Sports viewing: a game of change
We would like to open the discussion about the shifting landscape of sports consumption, highlighting three crucial lessons for broadcasters and rights holders:
As the sports marketing landscape evolves, it’s transforming how brands and corporations interact with fans, athletes, and teams. Given the advances in tech and shifts in what consumers want, it’s key for industry leaders to keep a step ahead of these changes. This is how they’ll keep their competitive advantage in this ever-changing sports market.
Short-form video: Online video streaming is booming, making short-form videos and sports highlights a big hit, particularly with the younger generations. They often lean towards this style over watching full-length games. Although full-scale live games may lose some relevance, these quick bits of content open up sports to a wider audience by making it more accessible and easier to digest.
Shortening attention span: This trend is connected to a drop in viewer attention spans, a result of our consumption of edited, quick-to-digest content on social media. More often than not, fans, predominantly younger ones, opt for highlights on apps like YouTube, Snapchat, and TikTok over watching a full match.
When attention spans shrink, sports fans often split their attention between the game and other activities, giving rise to what’s casually called the “second screen” experience. It is the habit of using another device, such as a smartphone or tablet, while watching the game on the main screen. It’s an opportunity waiting to be seized by sports organizations and marketers. They can fill this space by offering bonus content or interactive experiences on these secondary screens – imagine social media exchanges, live discussions, or even fantasy sports games.
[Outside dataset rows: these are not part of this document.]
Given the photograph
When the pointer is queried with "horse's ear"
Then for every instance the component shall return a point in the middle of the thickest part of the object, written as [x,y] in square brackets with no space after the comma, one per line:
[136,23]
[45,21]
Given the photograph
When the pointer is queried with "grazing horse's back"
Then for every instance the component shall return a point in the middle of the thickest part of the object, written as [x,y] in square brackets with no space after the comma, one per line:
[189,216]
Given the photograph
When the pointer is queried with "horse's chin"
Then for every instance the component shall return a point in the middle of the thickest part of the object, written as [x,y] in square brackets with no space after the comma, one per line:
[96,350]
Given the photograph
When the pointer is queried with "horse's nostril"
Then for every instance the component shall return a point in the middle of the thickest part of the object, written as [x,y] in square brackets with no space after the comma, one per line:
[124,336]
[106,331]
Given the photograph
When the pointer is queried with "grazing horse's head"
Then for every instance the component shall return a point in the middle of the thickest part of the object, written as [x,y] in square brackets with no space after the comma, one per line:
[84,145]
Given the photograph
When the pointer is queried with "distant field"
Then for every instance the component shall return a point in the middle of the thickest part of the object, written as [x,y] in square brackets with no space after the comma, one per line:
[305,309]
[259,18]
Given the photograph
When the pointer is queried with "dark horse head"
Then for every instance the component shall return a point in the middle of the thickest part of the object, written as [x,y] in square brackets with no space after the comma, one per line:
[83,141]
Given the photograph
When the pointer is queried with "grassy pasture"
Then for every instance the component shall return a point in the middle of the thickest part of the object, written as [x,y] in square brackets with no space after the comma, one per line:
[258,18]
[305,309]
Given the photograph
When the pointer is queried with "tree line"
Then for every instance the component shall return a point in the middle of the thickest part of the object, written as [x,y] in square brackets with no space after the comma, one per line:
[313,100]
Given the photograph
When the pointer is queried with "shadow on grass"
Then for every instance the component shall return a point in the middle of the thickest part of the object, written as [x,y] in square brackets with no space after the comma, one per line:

Personalized experience: Fans are now looking for a more personalized touch. They crave content specially curated to their interests rather than just generic content. It’s not just about the sport but also their favourite teams or players. Broadcasters need to think out of the box to keep the viewers glued to their screens for longer.
They are already adding interactive elements, live statistics, in-depth analytics, or even experiences involving virtual or augmented reality. The goal is simple – to provide an all-encompassing, captivating experience that goes hand in hand with the digital habits of the younger audience.
While traditional ways of watching sports might change, consumption and engagement will likely keep climbing. It’s important for broadcasters and rights holders to keep pace with evolving fan preferences.